Which is why I do things like wear damp jeans to work. Or have three answerphone messages sitting on the home phone for weeks at a time. Or have a study desk entirely covered entirely with old post, electrical cables from long-dead laptops and ratty old t-shirts with holes that haven’t yet made it to the bin, but no room to actually do things like, y’know, work.

Or fall over the cat whilst baking and end up with a floor covered in cranberry and vanilla blondies. Or neglect to take out the cash to pay the cleaner, necessitating late-night trips in jogging bottoms and flip flops to the newsagent to buy an entirely unnecessary Freddo, merely for the cashback. Or lose one’s glasses and not find them in time to go to the cinema, thus watching films in prescription sunglasses.

Or put the shopping away so absently-mindedly that one discovers some hours later that there’s a packet of vine tomatoes on the bathroom shelf, but a box of tampons next to the lettuce in the fridge. Or have various things in the fridge past their use-by date, leaving you to serve your boyfriend manky coffee with his croissants and Observer (I know, I know. I’m working on him. I’ve at least got him to read The Times on a Saturday). Or not have a spare top in the office for emergencies (read: unexpected stays at said boyfriend’s), resulting in your wearing the same outfit two days in a row, but on the second day accessorised with an expensive – man’s – scarf that aforementioned said boyfriend picked up at a press day.

Still, I should be grateful really. With such a capacity for my total lack of satisfactory life admin, I should thank the lucky stars things do get done at work – and that at home, there’s nothing too much worse than damp jeans to worry about.


Please Don't Eat With Your Mouth Open said...

"necessitating late-night trips in jogging bottoms and flip flops to the newsagent to buy an entirely unnecessary Freddo"

Blonde, no Freddo is ever unnecessary. Even the ones bought just for cashback.

I caught myself marching upstairs with a thing of milk meant for the fridge the other week. Can't be a highly capable person all the time. *sigh*

Blonde said...

You know, that is an exceptionally good way of looking at it. I'm glad other people misplace their refridgerables too.

Amy said...

I'm very glad it's not just me who does this. My personal life and tasks and a huge messy nightmare, so much so that I've had to resort to a to-do list app on my phone just so that I can function. It's usually full of things like "put washing in"/"hang washing up", "make doctor's appointment for repeat script" or "send that very important e-mail"

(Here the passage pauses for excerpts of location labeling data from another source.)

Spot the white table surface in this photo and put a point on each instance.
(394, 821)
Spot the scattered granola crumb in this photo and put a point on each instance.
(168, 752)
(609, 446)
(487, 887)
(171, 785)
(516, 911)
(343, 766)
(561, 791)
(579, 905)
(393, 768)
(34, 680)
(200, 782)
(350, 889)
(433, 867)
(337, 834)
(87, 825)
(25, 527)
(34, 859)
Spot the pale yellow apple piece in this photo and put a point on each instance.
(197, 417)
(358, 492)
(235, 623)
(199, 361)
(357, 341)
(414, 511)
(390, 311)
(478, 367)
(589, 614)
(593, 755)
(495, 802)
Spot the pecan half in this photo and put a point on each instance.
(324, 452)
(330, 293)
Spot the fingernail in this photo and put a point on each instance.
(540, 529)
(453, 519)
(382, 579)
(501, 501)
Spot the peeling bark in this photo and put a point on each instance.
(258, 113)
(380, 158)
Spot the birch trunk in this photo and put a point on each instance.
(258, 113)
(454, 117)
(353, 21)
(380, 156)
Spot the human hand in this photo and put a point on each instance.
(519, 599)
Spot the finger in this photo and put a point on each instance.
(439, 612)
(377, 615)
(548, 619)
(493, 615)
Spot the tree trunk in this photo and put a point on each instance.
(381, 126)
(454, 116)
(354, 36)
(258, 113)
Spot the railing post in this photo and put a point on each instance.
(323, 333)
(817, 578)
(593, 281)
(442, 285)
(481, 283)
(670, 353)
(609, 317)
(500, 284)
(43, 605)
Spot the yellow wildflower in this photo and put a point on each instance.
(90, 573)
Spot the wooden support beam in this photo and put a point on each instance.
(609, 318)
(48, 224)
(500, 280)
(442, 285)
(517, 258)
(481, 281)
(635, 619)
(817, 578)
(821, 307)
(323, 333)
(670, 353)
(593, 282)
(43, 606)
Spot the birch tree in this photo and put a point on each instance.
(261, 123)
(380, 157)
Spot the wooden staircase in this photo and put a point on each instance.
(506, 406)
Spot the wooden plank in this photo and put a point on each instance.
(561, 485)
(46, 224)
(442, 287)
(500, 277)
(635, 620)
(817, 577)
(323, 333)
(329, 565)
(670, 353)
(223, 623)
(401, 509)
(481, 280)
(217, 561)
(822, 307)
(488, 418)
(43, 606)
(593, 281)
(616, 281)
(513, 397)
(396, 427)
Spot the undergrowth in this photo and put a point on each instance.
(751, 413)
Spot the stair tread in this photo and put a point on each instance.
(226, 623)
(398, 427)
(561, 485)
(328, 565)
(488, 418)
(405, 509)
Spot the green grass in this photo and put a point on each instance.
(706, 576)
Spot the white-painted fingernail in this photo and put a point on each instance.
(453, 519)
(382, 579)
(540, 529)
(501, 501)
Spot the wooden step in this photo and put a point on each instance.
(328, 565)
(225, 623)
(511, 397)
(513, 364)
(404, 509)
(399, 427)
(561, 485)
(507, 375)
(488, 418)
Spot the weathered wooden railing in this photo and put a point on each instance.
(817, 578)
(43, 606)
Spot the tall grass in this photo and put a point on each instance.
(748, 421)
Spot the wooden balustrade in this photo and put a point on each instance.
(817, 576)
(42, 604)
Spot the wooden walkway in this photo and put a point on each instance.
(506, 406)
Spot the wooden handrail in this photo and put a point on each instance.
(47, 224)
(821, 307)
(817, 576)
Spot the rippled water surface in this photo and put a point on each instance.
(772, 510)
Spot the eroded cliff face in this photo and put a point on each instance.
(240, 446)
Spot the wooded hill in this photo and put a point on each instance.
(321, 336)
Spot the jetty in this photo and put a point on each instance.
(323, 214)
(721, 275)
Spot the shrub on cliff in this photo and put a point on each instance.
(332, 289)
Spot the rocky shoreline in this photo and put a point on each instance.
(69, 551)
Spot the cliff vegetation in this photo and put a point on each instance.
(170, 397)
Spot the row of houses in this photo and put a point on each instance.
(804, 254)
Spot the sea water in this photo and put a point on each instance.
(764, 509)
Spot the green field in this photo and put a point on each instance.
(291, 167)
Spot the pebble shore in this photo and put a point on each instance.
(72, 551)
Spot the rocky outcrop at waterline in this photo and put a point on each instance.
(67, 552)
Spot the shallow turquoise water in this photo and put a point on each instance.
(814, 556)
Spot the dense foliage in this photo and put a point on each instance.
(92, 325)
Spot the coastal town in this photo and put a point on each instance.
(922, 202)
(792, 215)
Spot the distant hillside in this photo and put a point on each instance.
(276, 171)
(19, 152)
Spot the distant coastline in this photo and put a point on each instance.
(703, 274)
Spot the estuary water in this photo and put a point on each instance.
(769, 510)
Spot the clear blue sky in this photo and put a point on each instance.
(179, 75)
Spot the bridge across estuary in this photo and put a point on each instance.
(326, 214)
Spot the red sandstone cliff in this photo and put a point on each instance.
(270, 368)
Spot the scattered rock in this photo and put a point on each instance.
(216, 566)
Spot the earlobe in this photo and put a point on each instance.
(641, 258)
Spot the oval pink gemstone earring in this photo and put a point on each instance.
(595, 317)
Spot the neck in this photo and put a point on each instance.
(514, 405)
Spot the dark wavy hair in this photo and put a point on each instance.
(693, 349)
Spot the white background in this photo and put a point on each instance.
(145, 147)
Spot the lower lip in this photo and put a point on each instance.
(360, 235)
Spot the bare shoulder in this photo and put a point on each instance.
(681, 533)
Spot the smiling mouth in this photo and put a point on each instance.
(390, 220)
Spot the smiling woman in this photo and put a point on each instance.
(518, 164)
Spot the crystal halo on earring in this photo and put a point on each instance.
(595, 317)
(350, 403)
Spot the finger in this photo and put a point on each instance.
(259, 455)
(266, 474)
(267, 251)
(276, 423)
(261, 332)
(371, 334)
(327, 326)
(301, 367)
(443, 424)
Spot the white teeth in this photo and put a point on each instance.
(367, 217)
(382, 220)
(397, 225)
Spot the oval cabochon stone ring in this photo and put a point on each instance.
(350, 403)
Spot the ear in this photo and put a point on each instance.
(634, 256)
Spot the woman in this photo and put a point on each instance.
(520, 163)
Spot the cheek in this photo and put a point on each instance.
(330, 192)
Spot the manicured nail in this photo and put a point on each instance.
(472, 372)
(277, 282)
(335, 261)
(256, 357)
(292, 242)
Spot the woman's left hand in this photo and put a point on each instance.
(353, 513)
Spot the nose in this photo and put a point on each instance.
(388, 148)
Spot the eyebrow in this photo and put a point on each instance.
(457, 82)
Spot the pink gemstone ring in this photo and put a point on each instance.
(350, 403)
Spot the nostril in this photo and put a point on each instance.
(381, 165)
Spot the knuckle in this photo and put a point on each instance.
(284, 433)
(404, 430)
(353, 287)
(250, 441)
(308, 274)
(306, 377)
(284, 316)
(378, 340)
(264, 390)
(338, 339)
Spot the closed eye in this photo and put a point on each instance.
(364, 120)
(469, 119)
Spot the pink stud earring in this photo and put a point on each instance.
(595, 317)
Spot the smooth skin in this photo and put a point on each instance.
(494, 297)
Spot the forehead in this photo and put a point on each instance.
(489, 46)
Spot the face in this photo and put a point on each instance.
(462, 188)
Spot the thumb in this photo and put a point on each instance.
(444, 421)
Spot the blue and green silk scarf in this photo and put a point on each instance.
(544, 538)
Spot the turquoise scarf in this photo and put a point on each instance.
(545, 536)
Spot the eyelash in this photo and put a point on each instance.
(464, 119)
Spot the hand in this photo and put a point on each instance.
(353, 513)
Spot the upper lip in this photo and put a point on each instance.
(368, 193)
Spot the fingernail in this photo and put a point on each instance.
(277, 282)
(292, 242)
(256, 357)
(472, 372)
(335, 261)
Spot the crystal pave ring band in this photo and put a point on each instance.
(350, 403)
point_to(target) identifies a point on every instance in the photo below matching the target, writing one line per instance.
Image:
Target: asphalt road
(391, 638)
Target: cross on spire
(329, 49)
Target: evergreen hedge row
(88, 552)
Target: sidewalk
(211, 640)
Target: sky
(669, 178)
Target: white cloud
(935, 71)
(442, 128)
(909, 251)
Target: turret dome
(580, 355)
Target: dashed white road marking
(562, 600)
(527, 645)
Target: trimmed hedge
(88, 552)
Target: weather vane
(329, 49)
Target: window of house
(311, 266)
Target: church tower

In a job, I am the complete opposite. When I did my internship I was complimented on my "librarian-like organisational skills". I told my mum this and she spat her coffee out laughing.

PerlNumquist said...

I used to think it was a genetic thing: One phenotype exists with the ability to be organised, one scattier, messier but in general more fun to be with. I perceive many relations to be like this: A pile maker and a pile clearer.
But then I started working with the Germans and it dawned on me that it is unlikely that a whole bunch of genetically organised people should congregate in the middle of Europe, north of a congenitally disorganised bunch with nicer weather. Perhaps there is a degree of disposition, but more intriguingly, perhaps being organised can be learned. Imagine that! Oh, how much I could get done if I didnt live in such a mental and material muddle! But tripping over the cat is just bad luck. Even an organised person can do that. Unless it is a stuffed cat in which case it should jolly-well have been put back in its proper place!

nuttycow said...

"Or have a study desk entirely covered entirely with old post, electrical cables from long-dead laptops"

I was just this morning looking at my desk and thinking "what the hell is on the desk?" and, sure enough, it's old post, electrical cables and etc etc etc.

I think I'd like to be organised but, actually, I just fail. Having said that, tear me away from my diary and I'd be lost as Jo's pint of milk (do you think this could become a new saying?)